As well as young, Eve thought he looked miserable.

She sat. “Detective Norman, thanks for coming in. I’m Lieutenant Dallas.”

He offered his long, slender hand—and a solid grip with it. “Lieutenant. I brought all the files on Lauren Elder. I was working with Detective Marlboro on this case—she’s senior—but she’s on vacation.”

“Okay, why don’t you just run it through for us.”

“Yes, sir. Roy Mardsten, who identified himself as Elder’s cohab, reported her missing on the morning of May twenty-ninth. Detective Marlboro and I caught the case, and though it had been less than twenty-four hours, and Elder an adult, Mardsten expressed urgency. Elder wasn’t answering her ’link, and he’d checked with her coworkers—I have a list in the files—and her family. He’d contacted her friends, and had also contacted local hospitals.”

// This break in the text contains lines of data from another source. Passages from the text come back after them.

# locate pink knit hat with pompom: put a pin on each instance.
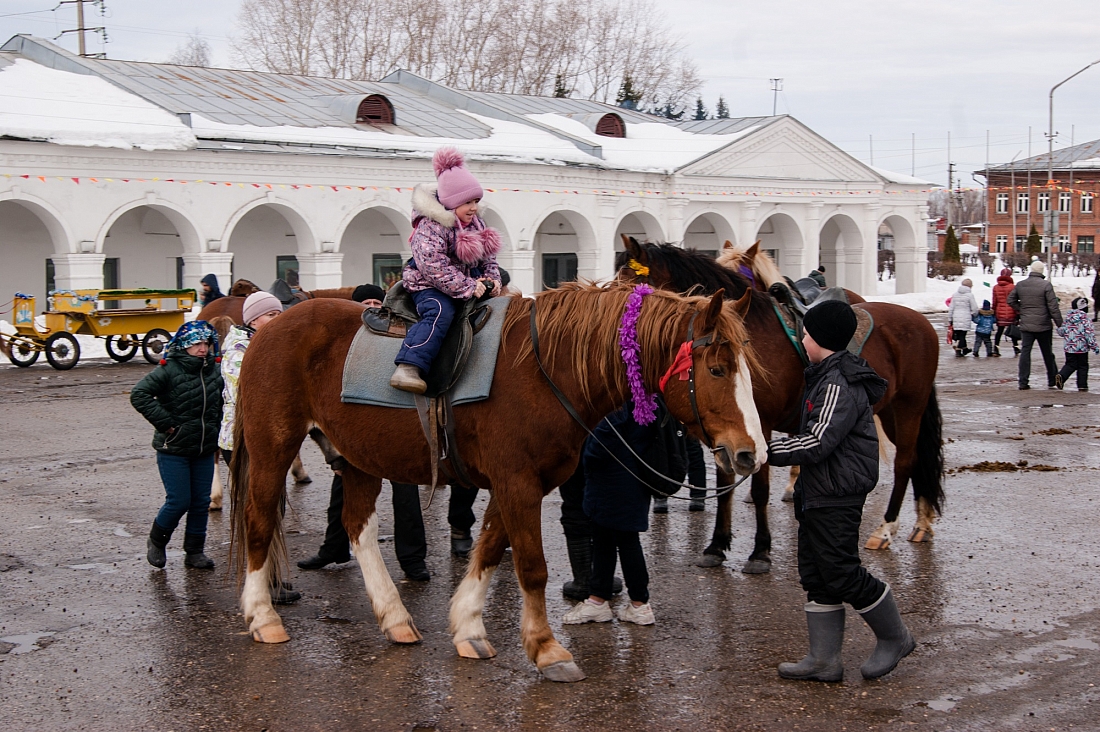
(457, 184)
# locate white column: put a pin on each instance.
(320, 270)
(83, 271)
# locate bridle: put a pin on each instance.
(683, 363)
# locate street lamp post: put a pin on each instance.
(1049, 167)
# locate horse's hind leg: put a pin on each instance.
(468, 604)
(361, 520)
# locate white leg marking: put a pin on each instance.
(256, 599)
(468, 603)
(743, 395)
(380, 585)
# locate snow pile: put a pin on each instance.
(37, 102)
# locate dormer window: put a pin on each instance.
(611, 126)
(375, 110)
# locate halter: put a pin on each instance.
(677, 368)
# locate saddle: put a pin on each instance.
(437, 414)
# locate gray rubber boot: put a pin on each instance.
(894, 638)
(825, 624)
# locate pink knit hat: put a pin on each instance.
(257, 304)
(457, 184)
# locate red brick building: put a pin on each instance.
(1068, 212)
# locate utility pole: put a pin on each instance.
(777, 86)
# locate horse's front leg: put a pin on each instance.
(361, 520)
(468, 604)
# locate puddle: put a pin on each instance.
(28, 642)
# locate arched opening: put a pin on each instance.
(374, 248)
(780, 237)
(28, 246)
(708, 232)
(144, 249)
(560, 240)
(840, 250)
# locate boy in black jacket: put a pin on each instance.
(838, 450)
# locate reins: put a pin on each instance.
(705, 340)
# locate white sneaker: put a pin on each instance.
(586, 612)
(640, 615)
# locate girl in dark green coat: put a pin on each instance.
(182, 399)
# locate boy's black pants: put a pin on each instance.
(828, 558)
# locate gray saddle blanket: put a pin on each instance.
(370, 363)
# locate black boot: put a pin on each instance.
(157, 539)
(894, 638)
(193, 550)
(825, 624)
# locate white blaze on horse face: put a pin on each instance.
(380, 585)
(743, 394)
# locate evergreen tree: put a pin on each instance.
(722, 111)
(1034, 244)
(952, 246)
(560, 89)
(701, 112)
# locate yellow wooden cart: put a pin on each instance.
(125, 318)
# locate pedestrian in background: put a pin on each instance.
(1080, 338)
(1037, 305)
(1007, 317)
(963, 309)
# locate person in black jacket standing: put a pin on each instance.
(182, 399)
(838, 449)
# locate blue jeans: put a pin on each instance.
(425, 337)
(187, 490)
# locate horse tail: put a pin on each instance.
(928, 465)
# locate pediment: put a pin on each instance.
(784, 150)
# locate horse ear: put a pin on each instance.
(741, 304)
(634, 249)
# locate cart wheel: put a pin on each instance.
(122, 348)
(63, 350)
(153, 346)
(22, 354)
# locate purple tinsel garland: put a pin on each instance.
(645, 404)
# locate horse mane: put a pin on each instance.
(763, 266)
(583, 318)
(690, 270)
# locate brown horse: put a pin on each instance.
(519, 443)
(903, 349)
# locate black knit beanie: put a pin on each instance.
(831, 324)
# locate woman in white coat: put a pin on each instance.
(963, 309)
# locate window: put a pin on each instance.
(558, 269)
(611, 126)
(375, 110)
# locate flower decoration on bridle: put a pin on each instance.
(645, 404)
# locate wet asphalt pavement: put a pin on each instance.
(1004, 602)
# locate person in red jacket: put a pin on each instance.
(1004, 313)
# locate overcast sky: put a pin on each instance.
(851, 69)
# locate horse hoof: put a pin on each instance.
(565, 672)
(756, 567)
(474, 648)
(877, 543)
(273, 633)
(403, 634)
(920, 535)
(710, 560)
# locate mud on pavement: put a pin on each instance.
(1003, 602)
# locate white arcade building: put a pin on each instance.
(121, 174)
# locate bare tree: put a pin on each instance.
(194, 52)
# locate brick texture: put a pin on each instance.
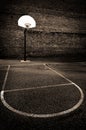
(58, 32)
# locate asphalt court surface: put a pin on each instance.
(37, 89)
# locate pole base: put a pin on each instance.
(25, 61)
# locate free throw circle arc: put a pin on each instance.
(26, 21)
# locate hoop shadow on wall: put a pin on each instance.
(26, 22)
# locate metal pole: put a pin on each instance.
(25, 44)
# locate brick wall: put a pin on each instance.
(58, 32)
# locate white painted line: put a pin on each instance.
(5, 79)
(34, 88)
(45, 115)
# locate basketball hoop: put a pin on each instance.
(26, 21)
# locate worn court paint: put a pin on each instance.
(43, 115)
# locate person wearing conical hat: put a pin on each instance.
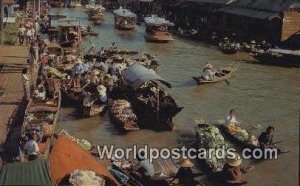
(102, 93)
(185, 173)
(232, 171)
(208, 72)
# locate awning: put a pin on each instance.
(257, 14)
(136, 75)
(67, 156)
(68, 22)
(29, 173)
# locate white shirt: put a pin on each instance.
(25, 79)
(207, 74)
(31, 147)
(103, 96)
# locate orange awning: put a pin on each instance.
(67, 156)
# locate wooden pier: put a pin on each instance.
(12, 106)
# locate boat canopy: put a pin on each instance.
(68, 22)
(136, 75)
(95, 7)
(28, 173)
(124, 13)
(154, 20)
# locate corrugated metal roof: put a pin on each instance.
(220, 2)
(136, 75)
(267, 5)
(68, 22)
(257, 14)
(28, 173)
(122, 12)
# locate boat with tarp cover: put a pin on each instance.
(124, 19)
(67, 156)
(157, 29)
(147, 92)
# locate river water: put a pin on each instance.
(261, 94)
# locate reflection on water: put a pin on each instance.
(261, 94)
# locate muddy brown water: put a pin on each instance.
(265, 95)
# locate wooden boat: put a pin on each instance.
(224, 74)
(228, 48)
(124, 19)
(147, 92)
(98, 22)
(122, 115)
(245, 144)
(70, 34)
(279, 57)
(41, 117)
(157, 29)
(57, 4)
(85, 33)
(67, 155)
(93, 107)
(163, 169)
(202, 142)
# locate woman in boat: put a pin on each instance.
(232, 122)
(144, 169)
(32, 148)
(102, 93)
(208, 73)
(232, 172)
(185, 174)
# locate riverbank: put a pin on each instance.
(12, 105)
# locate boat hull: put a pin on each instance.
(229, 70)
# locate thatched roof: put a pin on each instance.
(260, 9)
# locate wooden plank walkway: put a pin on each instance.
(12, 60)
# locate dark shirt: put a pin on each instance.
(265, 139)
(185, 176)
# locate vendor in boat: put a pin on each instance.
(208, 73)
(265, 139)
(144, 169)
(232, 122)
(77, 71)
(101, 53)
(32, 148)
(185, 174)
(89, 29)
(113, 46)
(40, 93)
(102, 93)
(232, 172)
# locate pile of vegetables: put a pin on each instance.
(83, 178)
(209, 137)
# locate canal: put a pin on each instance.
(262, 95)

He paused to gulp at some coffee. “We interviewed him, and there was no indication he and Elder had any relationship difficulties. This was confirmed by interviews with neighbors, coworkers, family. Her coworker Buddy Wilcox was the last to see her at approximately zero-two-thirty-seven when they closed the bar, Arnold’s, where they both worked. The door cam confirms both of them exiting at this time. He stated Elder intended to go straight home, indicated no distress, and was in fact joking with him as they closed for the night. They stood on the sidewalk for a minute, according to his statement, talking. Then she walked in the direction of her residence, while he traveled in the other direction to catch the subway to his own. We have security footage of him on the train platform, time stamped at zero-two-thirty-seven, and getting on the train two minutes after.”

He let out a long breath. “We concluded Elder had been abducted between her workplace and her residence. Her routine was the same when she worked the night shift. She traveled the same route, and in general, between zero-two-twenty and zero-two-thirty.”

“You concluded it would have been possible for someone to note this routine.”

“Yes, sir. We interviewed former relationships, bar regulars, neighbors, and canvassed her route. The thing is, Lieutenant, there was nothing. We looked into finances, her family’s, her cohab’s, but even if this had been for ransom, there wasn’t really enough there. The cohab’s family’s got some, but why take her? Nobody saw her after she left the bar. We didn’t find a trace of her. Our EDD tracked her ’link from the bar to 16 West Seventeenth.”

“A half block from her apartment building.”

“Yes, sir. It went dead, just dead, so they concluded her abductor disabled it. But he didn’t discard it, or if he did, someone picked it up before we caught the case. No, sorry, before Mardsten walked the route, which he did the next morning when he woke to discover she hadn’t come home, when she didn’t answer his tags, and he was unable to connect.”